Russia, Syria Forces Accused Of Extensive Use Of Cluster Bombs

Июль 28, 2016     Автор: Юлия Клюева
Russia, Syria Forces Accused Of Extensive Use Of Cluster Bombs

Russia, Syria Forces Accused Of Extensive Use Of Cluster Bombs

Russian and Syrian forces have renewed their use of widely banned cluster bombs against civilians and rebels in northern Syria, Human Rights Watch (HRW) said on July 28.

The rights watchdog said in a report that it documented 47 instances in which cluster munitions were extensively used in attacks by pro-government forces across northern Syria in the past two months.
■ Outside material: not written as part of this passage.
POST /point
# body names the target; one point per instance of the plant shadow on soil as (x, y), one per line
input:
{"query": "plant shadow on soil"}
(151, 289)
The attacks have killed and wounded dozens of civilians, the report said.

"Since Russia and Syria have renewed their joint air operations, we have seen a relentless use of cluster munitions,"

Ole Solvang, HRW's deputy emergencies director, said.

Cluster bombs, which explode in the air, release hundreds of tiny bomblets, posing a long-lasting danger to civilians. Cluster munitions are fired in rockets or dropped from the air.

Some 100 countries have signed a 2008 UN treaty prohibiting the use of cluster munitions. 

The report said that, although Russia and Syria are not signatories to the treaty, "they are still bound by international humanitarian law, or the laws of war, which prohibits indiscriminate attacks."

Russia has in the past denied using cluster munitions in Syria. 

'Humanitarian Corridors' In Aleppo

Meanwhile, Moscow says the Russian and Syrian governments are opening humanitarian corridors for civilians to leave the battered city of Aleppo in northern Syria. It also offered a passage for fighters, who wanted to lay down their arms.

The announcement by Russia's Defense Minister Sergei Shoigu came as Syrian government forces tightened their control around the rebel-held areas of Aleppo, where some 250,000 civilians are believed to be trapped.

Shoigu said on July 28 that President Vladimir Putin has a "large-scale humanitarian operation" that will be launched outside Aleppo to "help civilians who were taken hostage by terrorists as well as fighters who wanted to lay down arms." 

Shoigu mentioned three humanitarian corridors as well as food and first aid points outside the city.

The Britain-based Syrian Observatory for Human Rights said that helicopters have dropped leaflets with maps showing the routes. 

In Damascus, President Bashar Assad offered an amnesty to rebels who lay down their weapons and surrender to authorities over the next three months, Syrian state media reported.